Il PTSD può manifestarsi dopo poche settimane dall’evento o anche dopo mesi e la sua durata varia da persona a persona, in base a come si vive il disturbo. Generalmente, chi è colpito da PTSD tende a evitare tutto ciò che è riconducibile al trauma, direttamente o simbolicamente. Altra caratteristica tipica è l’iperattivazione fisiologica: di fronte ad uno stimolo molto intenso, il sistema nervoso attiva alcune risposte puramente fisiche, come l’aumento del battito cardiaco. Lo scopo è quello di generare in tutto il corpo un elevato stato di eccitazione.

Sandor Clegane, cosmopolitan.com

Una mente sfregiata

I veterani di Game Of Thrones sicuramente ricorderanno il possente personaggio di Sandor, anche conosciuto come il Mastino, data la sua profonda devozione ai Lannister e lo stemma della sua famiglia. Un emblematico episodio della seconda stagione fa scoprire allo spettatore la paura che il Mastino ha del fuoco.

I Lannister sono nel bel mezzo di una battaglia. Il Mastino combatte al loro fianco, quando da lontano scorge una figura che, urlando, corre verso di lui: è un soldato nemico armato, la cui armatura ha preso improvvisamente fuoco. Il Mastino è impietrito mentre osserva quella che per lui è la paura più grande, fino a quando una freccia viene scagliata nell’elmetto del soldato, uccidendolo. Il corpo del nemico che cade a terra lascia scorgere un orizzonte illuminato solo dalle fiamme del fuoco. La vista del combattente si fa offuscata e il suo sguardo è ancora più terrorizzato.

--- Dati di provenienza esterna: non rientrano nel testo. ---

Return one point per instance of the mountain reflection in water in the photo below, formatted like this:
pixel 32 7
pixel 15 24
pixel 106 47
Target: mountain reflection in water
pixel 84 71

Solo successivamente si scopre il motivo della sua pirofobia: a 7 anni, suo fratello Gregor trattenne la sua faccia in un braciere, sfigurandolo gravemente. Questo evento così traumatico definirà la sua personalità con i sintomi tipici del PTDS. Il Mastino infatti manifesta persistenti, quasi esagerate, convinzioni negative verso se stesso e verso gli altri – non è capace di fidarsi di nessuno, considera se stesso e il mondo come pericolosi. Tenta più volte di evitare fattori esterni, come fiamme nude o lo stesso fratello, che possono suscitare ricordi spiacevoli. Ha difficoltà a dormire, a causa degli incubi che lo perseguitano. Tutti aspetti, questi, molto evidenziati nel corso della serie, in maniera sempre più crescente.

Dopotutto, il motivo per cui il Mastino è così amato dai fan è proprio la sua anima danneggiata, che lo rende lontano dal tipico cavaliere senza macchia delle fiabe, ma più vicino a noi spettatori.